B, Magnified view of the box in A shows CSF flow dynamics in a normal patient with a variably stenotic central canal (CC) (29), as indicated by the horizontal lines. CSF pressure (vertical arrow) is normal. CSF flows from the subarachnoid space (SAS) between the arachnoid (A) and pia (P) to the subpial space, and then enters the perivascular space (PVS). CSF circulates through the cord parenchyma toward the central canal, but may also flow in reverse, as these forces are relatively balanced under normal circumstances (double-headed arrows) (45, 46).

A, Sagittal view of the craniocervical junction in a patient with a Chiari I malformation shows abnormal descent of the cerebellar tonsil below the level of the foramen magnum (arrow). A segment of spinal cord parenchyma (box) is magnified in B to D, which represent views of CSF dynamics at the level of the spinal cord parenchyma in the presence of alterations in normal CSF flow and variable patency of the central canal.

B, Focal noncommunicating syrinx. In the setting of a Chiari I malformation and a variably stenotic central canal (which is a normal variant in many adults), as the tonsils descend rapidly during systole, CSF is driven into the spinal cord parenchyma by increased CSF pressure (thick vertical arrow). Net CSF flow occurs toward the central canal, resulting in focal syringomyelia, which is limited in its craniocaudal extent by intervening stenosis of the central canal. CC = central canal, A = arachnoid, P = pia, SAS = subarachnoid space, PVS = perivascular space.

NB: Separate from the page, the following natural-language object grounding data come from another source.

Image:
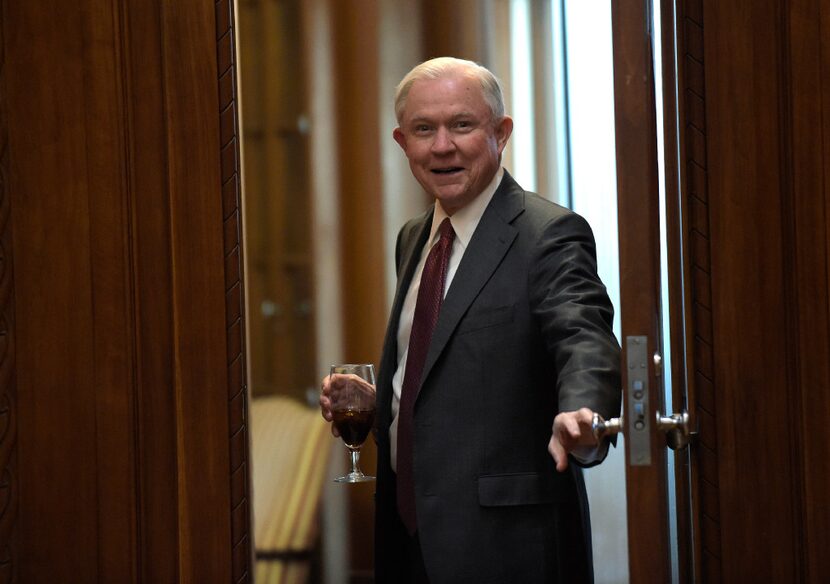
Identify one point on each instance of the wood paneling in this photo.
(125, 400)
(639, 238)
(755, 186)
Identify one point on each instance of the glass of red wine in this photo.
(352, 394)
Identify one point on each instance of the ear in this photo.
(504, 128)
(400, 138)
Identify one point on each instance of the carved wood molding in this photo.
(234, 294)
(8, 413)
(697, 203)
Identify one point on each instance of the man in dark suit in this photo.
(480, 409)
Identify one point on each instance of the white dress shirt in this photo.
(464, 223)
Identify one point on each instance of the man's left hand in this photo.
(571, 430)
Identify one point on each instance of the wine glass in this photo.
(352, 395)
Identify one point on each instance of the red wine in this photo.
(354, 425)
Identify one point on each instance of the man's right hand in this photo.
(332, 384)
(325, 403)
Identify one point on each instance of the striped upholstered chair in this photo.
(290, 446)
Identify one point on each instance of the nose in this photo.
(442, 144)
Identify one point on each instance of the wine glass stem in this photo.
(355, 460)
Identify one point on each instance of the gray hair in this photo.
(442, 66)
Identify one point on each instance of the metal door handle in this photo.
(675, 426)
(602, 428)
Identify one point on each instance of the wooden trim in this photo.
(699, 349)
(8, 377)
(679, 269)
(238, 431)
(639, 236)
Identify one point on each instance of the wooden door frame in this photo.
(169, 73)
(639, 237)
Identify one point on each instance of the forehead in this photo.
(450, 94)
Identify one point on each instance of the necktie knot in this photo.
(427, 308)
(446, 231)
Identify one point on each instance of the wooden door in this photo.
(747, 155)
(123, 440)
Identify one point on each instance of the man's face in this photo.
(450, 138)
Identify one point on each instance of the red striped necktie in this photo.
(430, 297)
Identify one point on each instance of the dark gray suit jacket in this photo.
(525, 331)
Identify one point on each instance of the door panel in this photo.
(752, 216)
(638, 217)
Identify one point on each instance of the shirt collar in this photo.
(465, 220)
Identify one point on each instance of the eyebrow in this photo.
(455, 117)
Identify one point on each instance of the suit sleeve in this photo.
(576, 317)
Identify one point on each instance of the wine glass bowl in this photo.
(352, 396)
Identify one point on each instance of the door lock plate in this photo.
(638, 421)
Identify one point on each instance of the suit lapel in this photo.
(411, 245)
(488, 246)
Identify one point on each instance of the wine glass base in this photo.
(354, 478)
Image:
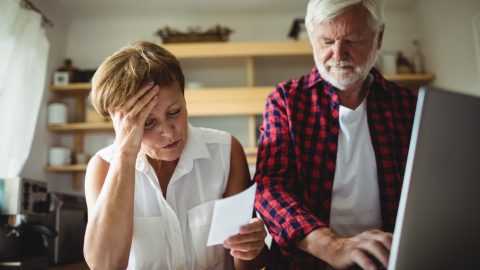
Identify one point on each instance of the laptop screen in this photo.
(438, 221)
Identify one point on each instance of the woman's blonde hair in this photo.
(128, 70)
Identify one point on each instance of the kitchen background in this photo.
(88, 31)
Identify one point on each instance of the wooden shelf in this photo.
(71, 88)
(239, 49)
(418, 79)
(67, 168)
(227, 101)
(86, 126)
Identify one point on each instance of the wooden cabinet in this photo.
(247, 100)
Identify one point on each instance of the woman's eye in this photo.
(149, 123)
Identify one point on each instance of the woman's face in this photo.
(166, 127)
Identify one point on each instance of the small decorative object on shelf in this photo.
(60, 78)
(417, 58)
(57, 113)
(298, 30)
(216, 33)
(73, 74)
(69, 74)
(403, 65)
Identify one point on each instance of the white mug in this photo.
(58, 156)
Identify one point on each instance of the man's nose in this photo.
(338, 51)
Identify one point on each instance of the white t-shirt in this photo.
(355, 204)
(171, 232)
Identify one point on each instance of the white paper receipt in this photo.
(230, 214)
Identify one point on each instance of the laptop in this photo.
(438, 221)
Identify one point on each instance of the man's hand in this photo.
(363, 250)
(249, 242)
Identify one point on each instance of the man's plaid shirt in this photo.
(297, 154)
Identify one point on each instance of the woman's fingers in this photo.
(143, 114)
(244, 255)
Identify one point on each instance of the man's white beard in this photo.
(343, 79)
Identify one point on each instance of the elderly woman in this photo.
(150, 194)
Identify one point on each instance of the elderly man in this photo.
(333, 147)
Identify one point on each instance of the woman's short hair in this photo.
(128, 70)
(319, 11)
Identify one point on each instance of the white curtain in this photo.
(23, 61)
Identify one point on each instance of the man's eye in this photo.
(173, 113)
(328, 42)
(149, 123)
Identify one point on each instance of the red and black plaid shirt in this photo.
(298, 150)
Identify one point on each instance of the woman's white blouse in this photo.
(171, 232)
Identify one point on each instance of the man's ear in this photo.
(380, 37)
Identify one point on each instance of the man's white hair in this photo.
(319, 11)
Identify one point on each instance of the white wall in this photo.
(446, 35)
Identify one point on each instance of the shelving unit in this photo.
(248, 100)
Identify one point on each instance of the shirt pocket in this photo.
(149, 244)
(199, 219)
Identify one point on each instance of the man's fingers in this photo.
(384, 238)
(360, 258)
(377, 251)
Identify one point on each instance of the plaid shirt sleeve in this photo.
(276, 200)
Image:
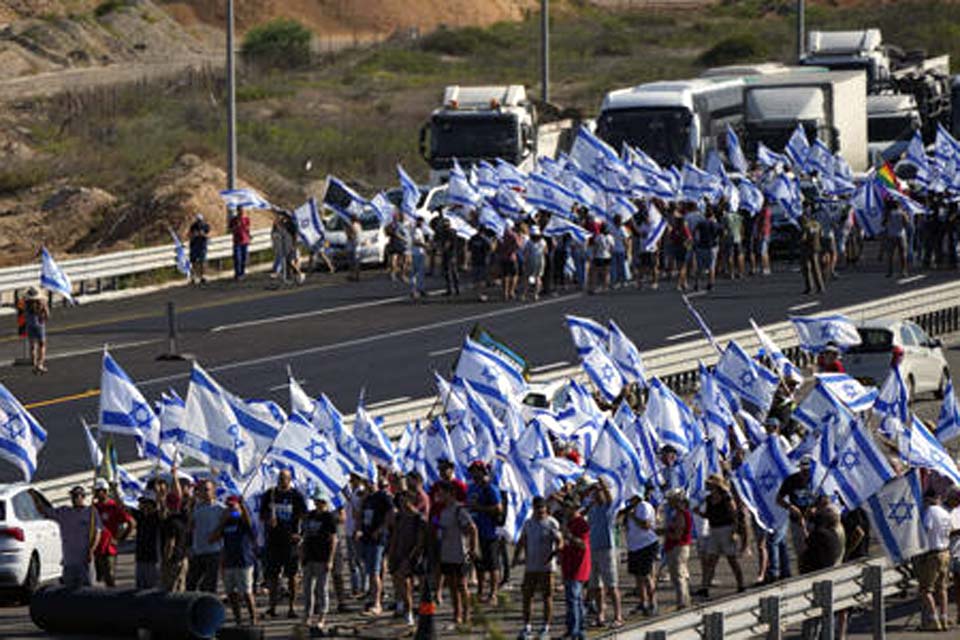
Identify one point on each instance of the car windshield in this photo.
(663, 134)
(873, 341)
(475, 137)
(890, 129)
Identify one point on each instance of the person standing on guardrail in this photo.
(240, 229)
(37, 315)
(199, 238)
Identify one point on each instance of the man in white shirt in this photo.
(932, 567)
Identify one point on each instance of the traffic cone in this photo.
(426, 627)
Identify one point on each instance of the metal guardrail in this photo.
(111, 266)
(767, 612)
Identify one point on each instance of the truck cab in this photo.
(891, 123)
(479, 123)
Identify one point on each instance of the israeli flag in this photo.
(124, 410)
(21, 436)
(924, 450)
(815, 334)
(53, 278)
(948, 424)
(369, 433)
(182, 258)
(734, 152)
(459, 189)
(797, 147)
(626, 355)
(781, 363)
(614, 459)
(244, 199)
(749, 379)
(858, 470)
(758, 481)
(411, 193)
(312, 458)
(868, 208)
(896, 514)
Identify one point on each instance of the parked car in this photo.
(30, 550)
(883, 342)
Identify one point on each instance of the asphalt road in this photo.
(340, 337)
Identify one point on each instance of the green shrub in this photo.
(280, 43)
(737, 48)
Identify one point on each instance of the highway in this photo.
(340, 337)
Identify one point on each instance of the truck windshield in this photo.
(467, 136)
(890, 128)
(663, 134)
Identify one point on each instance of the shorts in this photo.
(238, 580)
(640, 562)
(489, 554)
(604, 568)
(534, 581)
(931, 569)
(280, 559)
(720, 542)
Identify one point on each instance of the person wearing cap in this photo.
(117, 524)
(37, 314)
(724, 539)
(796, 496)
(80, 531)
(486, 509)
(237, 557)
(199, 235)
(317, 555)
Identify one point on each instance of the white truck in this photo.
(487, 123)
(831, 106)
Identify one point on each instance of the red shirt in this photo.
(575, 562)
(113, 516)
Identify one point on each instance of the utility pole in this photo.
(231, 101)
(800, 28)
(545, 50)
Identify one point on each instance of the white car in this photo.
(922, 364)
(30, 550)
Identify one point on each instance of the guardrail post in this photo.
(713, 626)
(770, 615)
(873, 582)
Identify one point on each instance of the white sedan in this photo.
(30, 550)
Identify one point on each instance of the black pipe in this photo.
(122, 612)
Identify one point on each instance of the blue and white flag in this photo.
(859, 468)
(749, 379)
(309, 225)
(758, 481)
(124, 410)
(244, 199)
(626, 355)
(21, 436)
(558, 226)
(815, 334)
(797, 147)
(948, 424)
(312, 458)
(896, 515)
(53, 278)
(734, 152)
(181, 257)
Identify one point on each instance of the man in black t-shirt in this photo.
(281, 509)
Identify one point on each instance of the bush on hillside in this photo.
(280, 43)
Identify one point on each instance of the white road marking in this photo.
(289, 355)
(442, 352)
(550, 367)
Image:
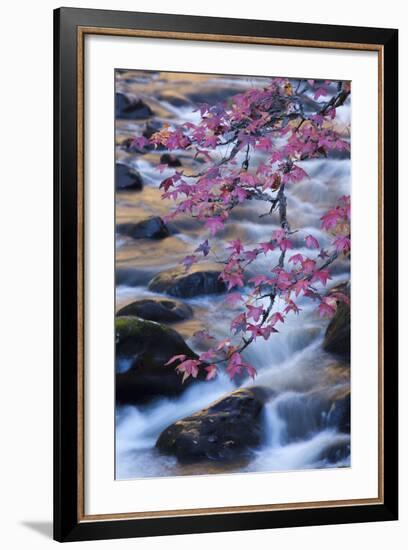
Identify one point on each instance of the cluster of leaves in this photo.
(288, 122)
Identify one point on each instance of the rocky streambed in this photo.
(296, 414)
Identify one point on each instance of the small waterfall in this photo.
(301, 430)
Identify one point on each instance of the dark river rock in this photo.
(337, 337)
(127, 179)
(198, 280)
(170, 160)
(152, 228)
(148, 346)
(335, 452)
(159, 310)
(306, 414)
(130, 107)
(229, 428)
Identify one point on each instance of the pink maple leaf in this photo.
(311, 242)
(189, 261)
(323, 275)
(211, 372)
(174, 359)
(255, 312)
(342, 244)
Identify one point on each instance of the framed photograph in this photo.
(225, 274)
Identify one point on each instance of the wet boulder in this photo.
(147, 346)
(159, 310)
(339, 414)
(130, 107)
(308, 413)
(151, 228)
(200, 279)
(228, 429)
(127, 179)
(336, 451)
(170, 160)
(337, 337)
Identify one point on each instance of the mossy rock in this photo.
(159, 310)
(148, 346)
(227, 430)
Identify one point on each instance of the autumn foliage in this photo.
(288, 122)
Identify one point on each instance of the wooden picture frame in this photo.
(70, 520)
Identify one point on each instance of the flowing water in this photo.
(292, 362)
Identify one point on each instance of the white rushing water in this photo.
(292, 362)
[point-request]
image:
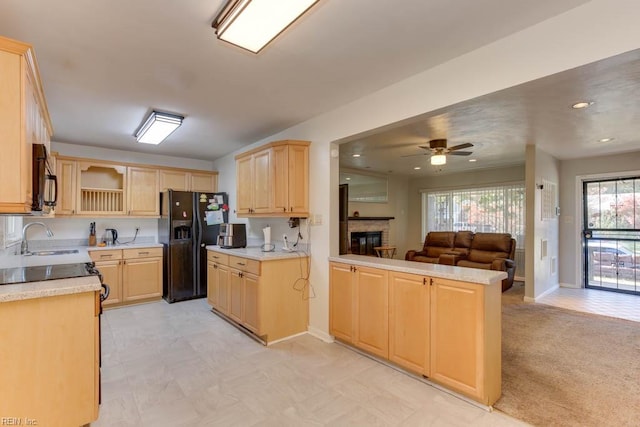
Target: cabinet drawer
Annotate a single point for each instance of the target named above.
(245, 264)
(106, 255)
(142, 253)
(218, 257)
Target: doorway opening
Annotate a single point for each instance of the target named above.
(611, 235)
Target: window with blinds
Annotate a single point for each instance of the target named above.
(499, 209)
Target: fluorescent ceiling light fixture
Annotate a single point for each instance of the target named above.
(252, 24)
(438, 159)
(582, 104)
(157, 127)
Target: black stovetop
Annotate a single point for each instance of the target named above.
(9, 276)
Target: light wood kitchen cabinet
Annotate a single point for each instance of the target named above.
(273, 180)
(66, 173)
(409, 302)
(109, 263)
(341, 298)
(142, 274)
(218, 281)
(133, 275)
(184, 180)
(447, 330)
(24, 119)
(364, 317)
(465, 338)
(101, 188)
(143, 191)
(203, 182)
(50, 360)
(263, 296)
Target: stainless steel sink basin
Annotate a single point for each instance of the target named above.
(58, 252)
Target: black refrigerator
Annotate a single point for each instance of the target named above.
(189, 222)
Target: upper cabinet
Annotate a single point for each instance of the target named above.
(184, 180)
(273, 180)
(24, 120)
(97, 188)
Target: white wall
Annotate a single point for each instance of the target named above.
(571, 174)
(541, 270)
(596, 30)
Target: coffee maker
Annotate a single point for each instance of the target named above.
(232, 236)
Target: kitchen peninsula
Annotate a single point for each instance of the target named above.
(50, 352)
(437, 321)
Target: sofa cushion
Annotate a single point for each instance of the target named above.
(462, 242)
(492, 242)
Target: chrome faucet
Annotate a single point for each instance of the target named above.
(24, 247)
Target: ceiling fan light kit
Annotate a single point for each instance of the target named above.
(438, 159)
(252, 24)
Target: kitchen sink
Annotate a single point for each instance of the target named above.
(58, 252)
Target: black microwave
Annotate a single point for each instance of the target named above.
(44, 182)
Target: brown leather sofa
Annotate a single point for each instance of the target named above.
(489, 251)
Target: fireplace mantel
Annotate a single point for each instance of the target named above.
(370, 218)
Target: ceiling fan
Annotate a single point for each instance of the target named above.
(438, 150)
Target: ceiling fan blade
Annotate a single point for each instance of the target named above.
(461, 146)
(413, 155)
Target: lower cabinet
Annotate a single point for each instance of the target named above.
(50, 360)
(261, 296)
(133, 275)
(447, 330)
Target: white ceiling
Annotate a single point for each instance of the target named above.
(106, 63)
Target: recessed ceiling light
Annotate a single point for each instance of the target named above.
(582, 104)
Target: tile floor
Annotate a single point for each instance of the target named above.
(605, 303)
(180, 365)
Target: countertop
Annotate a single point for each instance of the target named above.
(463, 274)
(49, 288)
(256, 253)
(11, 261)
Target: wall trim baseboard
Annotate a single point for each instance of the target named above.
(320, 334)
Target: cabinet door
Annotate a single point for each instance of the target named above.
(204, 182)
(224, 278)
(213, 284)
(280, 173)
(298, 177)
(235, 295)
(143, 193)
(372, 310)
(111, 275)
(251, 306)
(174, 180)
(244, 184)
(142, 278)
(341, 297)
(262, 185)
(409, 321)
(457, 335)
(66, 173)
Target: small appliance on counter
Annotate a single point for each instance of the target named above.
(232, 236)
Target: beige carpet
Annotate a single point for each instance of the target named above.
(566, 368)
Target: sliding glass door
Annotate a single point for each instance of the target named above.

C, Extensive noncommunicating syrinx. This situation is similar to B, but the central canal is more extensively patent. In this situation, a long-segment dilatation of the central canal occurs as CSF is driven into the central canal (curved arrows) via the perivascular spaces by the accentuated CSF pulse pressure (thick vertical arrow) that results from the downward motion of the low-lying cerebellar tonsils in systole.

D, "Presyrinx." In the setting of altered CSF flow, as with a Chiari I malformation, fluid in the subarachnoid space is subjected to increased pressure (thick vertical arrow). Net CSF flow is into the spinal cord parenchyma; however, because the central canal is not patent (as indicated by the horizontal lines), fluid cannot accumulate within the central canal (curved arrows) and, therefore, diffuses through the cord parenchyma (stippled area), resulting in cord enlargement and edema.